The sudden passing away of my beloved husband was a terrible shock. On Whit-Sunday, May 30th, he was playing his two masses at St. Sulpice, ending at 12 o’clock with an improvisation on the Easter Alleluia which a friend had requested, and a few hours later, at the end of the afternoon, all was over. After St. Sulpice, we had driven back home, had a quiet lunch together, then he read his Sunday paper and said suddenly: “I feel a little cold; I am going to lie down on my bed.” Shortly after, he lost consciousness and passed without any pain. When the Doctors arrived, there was nothing to be done; rupture of abdominal aneurism.
I am heart-broken. After our many years spent together in such close union, the loss of that wonderful companion, so great, but so simple, so kind, so loving is so hard to bear.
But I thank God for his peaceful end, a blessing for him, this end he deserved after his great life of devotion to his art, to his students, to his friends, and his humanity. Everybody loved him.
I try to get some strength from so many happy memories of our life, particularly from the very last ones. On April 22, he played for the last time in London, at the Albert Hall for the celebration of the centenary of the Hall in which he had given his first concert abroad in a concert hall fifty years before, in December 1920. He had such an ovation from the impressive crowd: 7000 people. We were both deeply moved. I am sorry I have no programs of the Albert Hall.

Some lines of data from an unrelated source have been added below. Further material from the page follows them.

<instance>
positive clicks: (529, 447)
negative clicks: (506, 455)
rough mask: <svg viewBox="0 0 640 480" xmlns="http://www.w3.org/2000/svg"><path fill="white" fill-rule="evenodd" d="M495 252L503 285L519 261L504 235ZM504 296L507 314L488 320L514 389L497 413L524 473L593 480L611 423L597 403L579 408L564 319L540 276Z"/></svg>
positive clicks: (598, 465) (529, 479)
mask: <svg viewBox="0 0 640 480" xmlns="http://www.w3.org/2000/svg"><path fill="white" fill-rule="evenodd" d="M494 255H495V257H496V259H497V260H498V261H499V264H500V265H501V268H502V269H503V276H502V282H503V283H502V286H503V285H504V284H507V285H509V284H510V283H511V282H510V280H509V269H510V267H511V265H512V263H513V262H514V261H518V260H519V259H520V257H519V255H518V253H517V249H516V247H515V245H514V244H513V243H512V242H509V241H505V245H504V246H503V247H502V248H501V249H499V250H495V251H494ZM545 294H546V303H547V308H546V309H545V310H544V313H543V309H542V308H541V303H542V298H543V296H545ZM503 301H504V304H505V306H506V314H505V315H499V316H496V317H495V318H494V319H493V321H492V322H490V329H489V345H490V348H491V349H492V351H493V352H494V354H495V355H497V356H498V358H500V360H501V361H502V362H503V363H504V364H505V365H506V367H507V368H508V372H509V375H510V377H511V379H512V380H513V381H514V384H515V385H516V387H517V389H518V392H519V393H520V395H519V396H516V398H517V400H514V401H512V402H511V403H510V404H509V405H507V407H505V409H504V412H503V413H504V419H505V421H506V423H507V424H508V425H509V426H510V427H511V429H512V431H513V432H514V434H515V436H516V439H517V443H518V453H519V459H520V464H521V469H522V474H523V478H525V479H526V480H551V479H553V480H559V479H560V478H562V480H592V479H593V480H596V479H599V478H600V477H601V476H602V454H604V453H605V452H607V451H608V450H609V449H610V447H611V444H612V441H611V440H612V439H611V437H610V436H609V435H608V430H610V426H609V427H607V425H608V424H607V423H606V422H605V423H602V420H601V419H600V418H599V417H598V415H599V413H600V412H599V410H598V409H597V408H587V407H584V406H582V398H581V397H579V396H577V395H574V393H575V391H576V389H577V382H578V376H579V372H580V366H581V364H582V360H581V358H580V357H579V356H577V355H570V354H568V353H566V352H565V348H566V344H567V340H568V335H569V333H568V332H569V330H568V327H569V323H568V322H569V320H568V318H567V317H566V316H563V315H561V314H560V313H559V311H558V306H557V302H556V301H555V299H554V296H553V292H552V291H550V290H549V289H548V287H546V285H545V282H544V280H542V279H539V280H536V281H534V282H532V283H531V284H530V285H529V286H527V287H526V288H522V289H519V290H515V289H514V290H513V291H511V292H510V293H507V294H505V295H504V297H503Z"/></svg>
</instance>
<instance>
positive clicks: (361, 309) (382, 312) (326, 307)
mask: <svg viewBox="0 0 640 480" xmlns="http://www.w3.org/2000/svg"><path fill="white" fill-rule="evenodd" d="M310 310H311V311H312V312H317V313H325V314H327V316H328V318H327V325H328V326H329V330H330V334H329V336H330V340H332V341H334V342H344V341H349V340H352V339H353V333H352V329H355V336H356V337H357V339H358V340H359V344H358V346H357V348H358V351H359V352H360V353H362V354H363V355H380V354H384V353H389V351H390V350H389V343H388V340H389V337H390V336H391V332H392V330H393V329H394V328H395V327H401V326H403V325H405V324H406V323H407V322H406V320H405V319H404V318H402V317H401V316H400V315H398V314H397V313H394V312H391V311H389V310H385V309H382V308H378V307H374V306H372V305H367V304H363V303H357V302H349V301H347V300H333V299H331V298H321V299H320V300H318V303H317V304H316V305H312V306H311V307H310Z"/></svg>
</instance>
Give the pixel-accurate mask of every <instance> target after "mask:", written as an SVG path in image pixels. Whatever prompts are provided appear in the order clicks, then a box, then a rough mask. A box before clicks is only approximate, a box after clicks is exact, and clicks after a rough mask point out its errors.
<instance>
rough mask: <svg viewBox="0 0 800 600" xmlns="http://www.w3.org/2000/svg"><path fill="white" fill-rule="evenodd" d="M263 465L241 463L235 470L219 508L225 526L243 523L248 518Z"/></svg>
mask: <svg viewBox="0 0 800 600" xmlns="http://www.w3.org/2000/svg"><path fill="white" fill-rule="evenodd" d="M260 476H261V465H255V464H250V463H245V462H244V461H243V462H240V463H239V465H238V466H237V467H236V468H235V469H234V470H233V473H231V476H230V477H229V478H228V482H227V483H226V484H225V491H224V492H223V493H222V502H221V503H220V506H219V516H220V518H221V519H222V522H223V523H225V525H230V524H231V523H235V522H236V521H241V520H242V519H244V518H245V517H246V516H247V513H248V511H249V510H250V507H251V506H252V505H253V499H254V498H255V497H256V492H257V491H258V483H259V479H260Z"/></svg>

Then for his 85th birthday, there was a most moving evening at St. Sulpice: his oratorio “De Profundis” was sung during the first hour, then a big group of his former pupils at the Conservatoire where he had taught for 28 years, gathered around him in the centre of the church; Messiaen, Langlais, Cochereau, Mme. Durufle, etc., etc., read beautiful tributes before him.
A week later, on May 13th, Rolande Falcinelli who succeeded him as the head of the organ class when he was appointed Director of the Conservatoire gave a recital with his 2nd Symphony and he concluded the recital by a great improvisation.
The funeral took place at St. Sulpice on June 3rd, in the packed church. The service was so beautiful, with the Requiem Gregorian Mass which I had requested.
He was buried in our little cemetery in Meudon, a few minutes from our home, with our darling Marguerite. We both used to go to her grave every day. Now I go alone until I join them.
Marguerite was our only child. The girl you saw at the concert last year was a cousin from Rouen.
Now, I am trying to be courageous for my three grandchildren, all three students and who still need me. They are sweet kids and their grandfather loved them so.
With many thanks for your sympathy,
Sadly Yours,
Marcel-Dupré
P.S. I don’t get The Diapason and would be so grateful if you would send me a clipping of the article.